Maladies graves et travail Version imprimable Suggérer par mail
EN BREF…
Le salarié atteint d’une maladie grave (sida, cancer, insuffisance cardiaque grave…) bénéficie de dispositifs tenant compte de son état de santé :
•  droit au travail et autorisations d’absence,
•  aménagements de poste et mi-temps thérapeutique,
•  protection contre le licenciement,
•  prise en charge totale de la Sécurité sociale.
Par ailleurs, des protections spécifiques sont prévues pour les salariés exposés à des risques professionnels.
 
A savoir !
Quelle que soit la maladie du salarié, le principe de non discrimination en raison de l’état de santé doit être respecté.
Quelles protections ?


Définition de la maladie grave
Les affections comportant un traitement prolongé et une thérapeutique particulièrement coûteuse, inscrites sur une liste établie par décret sont considérées comme des maladies graves.
Pour consulter cette liste : article D 322-1 du Code de la Sécurité sociale.

La maladie du salarié peut également être considérée comme une maladie grave si elle est reconnue comme telle par la Sécurité sociale.

Autorisations d’absence
Tout salarié atteint d’une maladie grave bénéficie d’autorisations d’absence pour suivre les traitements médicaux rendus nécessaires par son état de santé.

Le résultat d’examens complémentaires demeure couvert par le secret médical.

Aménagements de poste
Si le salarié est déclaré inapte par le médecin du travail, l’employeur doit lui proposer un autre emploi approprié à ses capacités.

Mi-temps thérapeutique
Après un arrêt total de travail, le salarié peut bénéficier - temporairement - d’un mi-temps thérapeutique. Le principe : sur prescription de son médecin traitant, le salarié reprend son emploi à mi-temps.
L’employeur le rémunère en fonction des heures travaillées, tandis que la caisse de Sécurité sociale verse des indemnités journalières pour les périodes non travaillées.

La caisse de Sécurité sociale est libre d’accepter ou non le mi-temps thérapeutique.
En cas de prise en charge, c’est elle qui fixe de montant et la durée de versement des indemnités journalières.

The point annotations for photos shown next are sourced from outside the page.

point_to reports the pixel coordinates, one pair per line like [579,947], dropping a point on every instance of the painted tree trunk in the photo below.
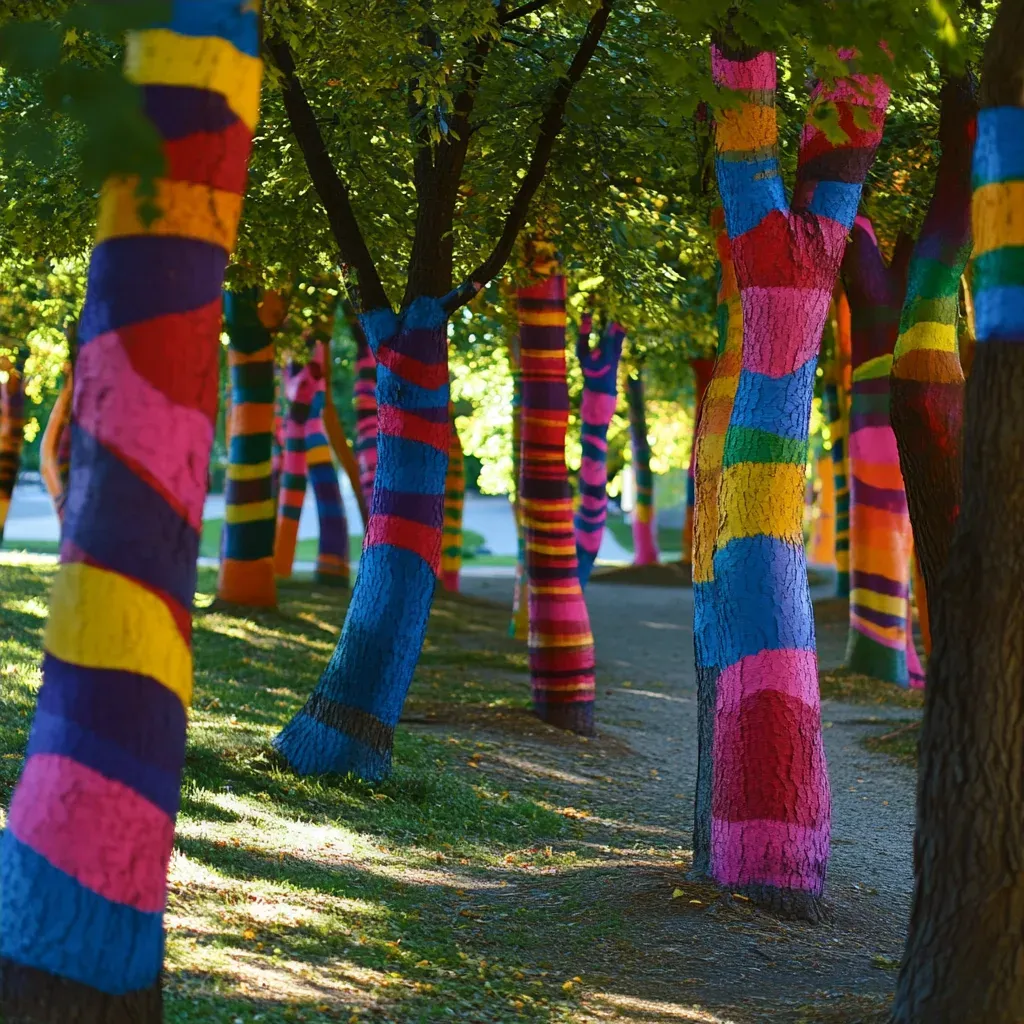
[600,372]
[702,369]
[366,415]
[927,381]
[85,854]
[644,543]
[347,725]
[332,550]
[299,388]
[246,574]
[11,432]
[519,625]
[455,498]
[881,540]
[963,960]
[708,484]
[561,648]
[767,820]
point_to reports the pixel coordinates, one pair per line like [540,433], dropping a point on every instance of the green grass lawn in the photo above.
[321,900]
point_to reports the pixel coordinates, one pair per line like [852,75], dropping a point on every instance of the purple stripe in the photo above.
[879,498]
[155,276]
[878,584]
[123,524]
[178,112]
[425,509]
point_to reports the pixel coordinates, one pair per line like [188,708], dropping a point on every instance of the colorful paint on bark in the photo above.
[600,395]
[332,549]
[91,822]
[644,543]
[767,820]
[246,574]
[299,389]
[348,722]
[365,399]
[455,498]
[881,540]
[561,648]
[11,431]
[702,369]
[927,378]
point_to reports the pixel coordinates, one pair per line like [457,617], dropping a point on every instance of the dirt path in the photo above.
[702,955]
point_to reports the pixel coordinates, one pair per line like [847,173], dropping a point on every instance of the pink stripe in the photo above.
[124,412]
[791,672]
[783,327]
[770,853]
[98,830]
[758,73]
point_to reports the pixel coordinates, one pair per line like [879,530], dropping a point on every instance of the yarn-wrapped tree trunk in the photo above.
[927,379]
[561,647]
[644,542]
[600,395]
[763,801]
[332,549]
[702,370]
[880,642]
[246,574]
[963,960]
[348,722]
[11,430]
[83,867]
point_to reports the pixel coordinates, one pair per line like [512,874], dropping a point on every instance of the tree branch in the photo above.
[551,126]
[332,190]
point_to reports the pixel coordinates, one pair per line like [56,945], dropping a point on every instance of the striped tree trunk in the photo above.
[561,648]
[348,722]
[11,431]
[246,574]
[83,867]
[644,542]
[332,550]
[600,395]
[767,820]
[880,642]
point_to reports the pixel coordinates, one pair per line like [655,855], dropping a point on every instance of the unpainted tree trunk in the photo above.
[600,395]
[84,857]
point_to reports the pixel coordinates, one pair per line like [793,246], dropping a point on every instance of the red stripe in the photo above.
[415,537]
[428,375]
[399,423]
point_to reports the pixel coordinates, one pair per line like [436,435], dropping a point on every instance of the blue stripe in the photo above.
[998,152]
[778,404]
[51,923]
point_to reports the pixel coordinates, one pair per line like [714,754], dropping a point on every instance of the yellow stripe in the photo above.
[186,211]
[879,602]
[101,620]
[159,56]
[251,512]
[762,499]
[257,471]
[928,335]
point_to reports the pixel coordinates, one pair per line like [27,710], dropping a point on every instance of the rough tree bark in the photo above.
[600,373]
[768,816]
[455,499]
[11,430]
[966,943]
[246,574]
[84,857]
[561,647]
[880,641]
[702,370]
[927,380]
[644,540]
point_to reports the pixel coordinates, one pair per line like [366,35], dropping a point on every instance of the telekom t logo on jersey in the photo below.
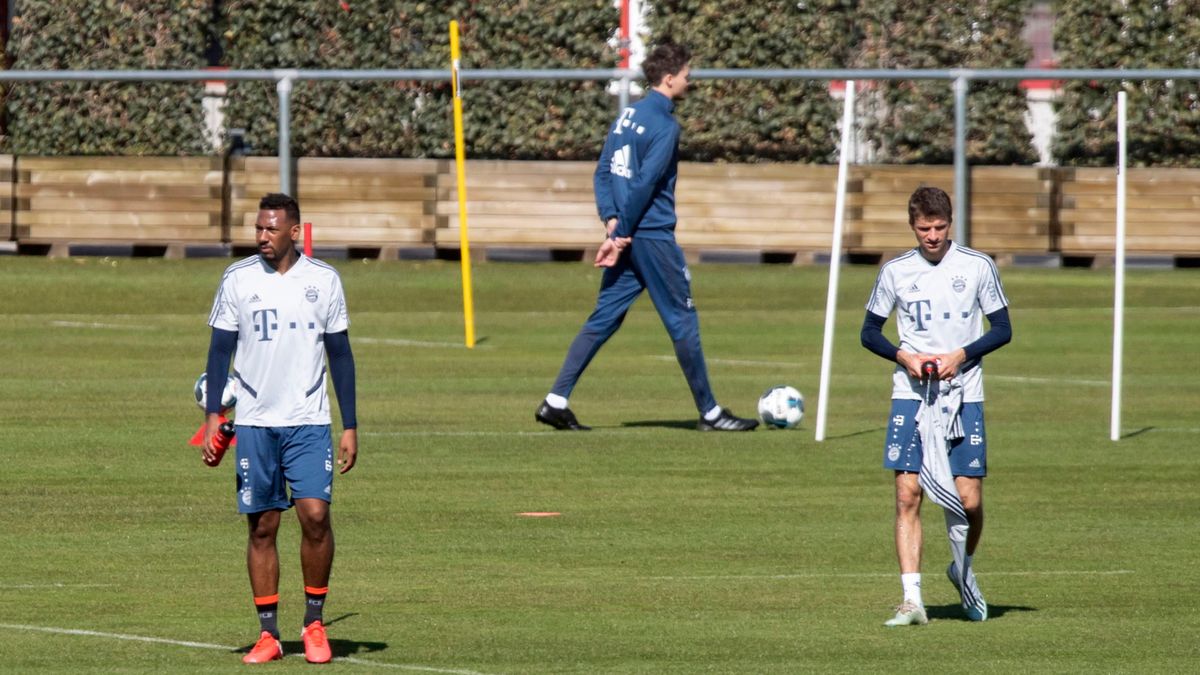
[921,311]
[264,323]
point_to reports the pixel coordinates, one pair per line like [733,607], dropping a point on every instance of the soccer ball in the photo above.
[228,398]
[781,406]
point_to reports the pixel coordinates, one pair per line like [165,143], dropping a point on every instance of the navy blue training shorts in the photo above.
[271,459]
[903,449]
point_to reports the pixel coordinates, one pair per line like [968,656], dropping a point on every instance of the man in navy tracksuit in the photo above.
[635,195]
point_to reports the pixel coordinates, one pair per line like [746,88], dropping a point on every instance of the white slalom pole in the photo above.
[1119,290]
[839,220]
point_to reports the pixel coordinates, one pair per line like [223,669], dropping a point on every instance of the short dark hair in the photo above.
[667,58]
[279,201]
[930,202]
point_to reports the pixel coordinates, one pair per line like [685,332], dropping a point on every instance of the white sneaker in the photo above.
[975,610]
[909,614]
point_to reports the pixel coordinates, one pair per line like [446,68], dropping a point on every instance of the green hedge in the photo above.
[913,121]
[504,120]
[1164,117]
[108,118]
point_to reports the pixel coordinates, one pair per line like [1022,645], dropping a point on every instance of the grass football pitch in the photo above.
[675,551]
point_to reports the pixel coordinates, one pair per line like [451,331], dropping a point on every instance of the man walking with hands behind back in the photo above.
[936,442]
[634,185]
[283,314]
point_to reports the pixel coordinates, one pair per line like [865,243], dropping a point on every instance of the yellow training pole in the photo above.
[468,303]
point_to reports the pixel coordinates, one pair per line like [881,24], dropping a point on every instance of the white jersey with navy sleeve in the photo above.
[940,308]
[281,321]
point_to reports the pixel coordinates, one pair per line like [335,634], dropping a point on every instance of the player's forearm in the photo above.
[221,347]
[1000,333]
[871,336]
[341,369]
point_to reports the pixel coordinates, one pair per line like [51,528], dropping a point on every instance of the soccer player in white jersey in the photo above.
[940,292]
[283,312]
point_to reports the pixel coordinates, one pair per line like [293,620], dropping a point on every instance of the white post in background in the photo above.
[839,220]
[1119,290]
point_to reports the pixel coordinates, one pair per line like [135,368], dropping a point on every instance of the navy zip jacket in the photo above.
[636,173]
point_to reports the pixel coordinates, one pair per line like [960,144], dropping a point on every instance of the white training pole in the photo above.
[839,220]
[1119,291]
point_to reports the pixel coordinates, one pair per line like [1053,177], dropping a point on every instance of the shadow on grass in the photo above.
[1138,432]
[664,423]
[954,611]
[852,434]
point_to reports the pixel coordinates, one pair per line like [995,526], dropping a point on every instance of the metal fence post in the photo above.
[283,87]
[961,197]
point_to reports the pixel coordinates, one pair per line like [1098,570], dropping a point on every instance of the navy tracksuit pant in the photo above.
[655,266]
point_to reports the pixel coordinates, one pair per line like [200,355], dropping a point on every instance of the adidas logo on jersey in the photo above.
[621,161]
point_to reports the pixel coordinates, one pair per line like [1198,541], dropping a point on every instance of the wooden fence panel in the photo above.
[1161,211]
[349,202]
[118,199]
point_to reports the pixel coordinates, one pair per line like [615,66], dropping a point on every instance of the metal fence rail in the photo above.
[285,78]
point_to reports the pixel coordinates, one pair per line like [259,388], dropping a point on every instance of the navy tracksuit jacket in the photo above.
[635,183]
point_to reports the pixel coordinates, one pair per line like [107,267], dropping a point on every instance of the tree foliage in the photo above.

Protection contre le licenciement
La maladie ne constitue pas en soi un motif de licenciement.
Par contre, l’inaptitude physique constatée par le médecin du travail, les absences répétées ou la maladie prolongée perturbant la marche de l’entreprise, peuvent constituer une cause réelle et sérieuse de licenciement.

Prise en charge totale de la Sécurité sociale
Certaines affections de longue durée (ALD) peuvent donner lieu à une prise en charge à 100 % (exonération du ticket modérateur) par les caisses primaires d’assurance maladie (CPAM) :
• les 30 affections considérées comme maladies graves (a) par la Sécurité sociale (voir liste des ALD 30, article D 322-1 du Code de la Sécurité sociale),
• les maladies graves, de forme évolutive ou invalidante, non inscrites sur la liste des ALD 30, et comportant un traitement prolongé d’une durée prévisible supérieure à 6 mois et une thérapeutique particulièrement coûteuse,
• les polypathologies, lorsque le patient est atteint de plusieurs affections caractérisées entraînant un état pathologique invalidant et nécessitant des soins continus d’une durée prévisible supérieure à 6 mois.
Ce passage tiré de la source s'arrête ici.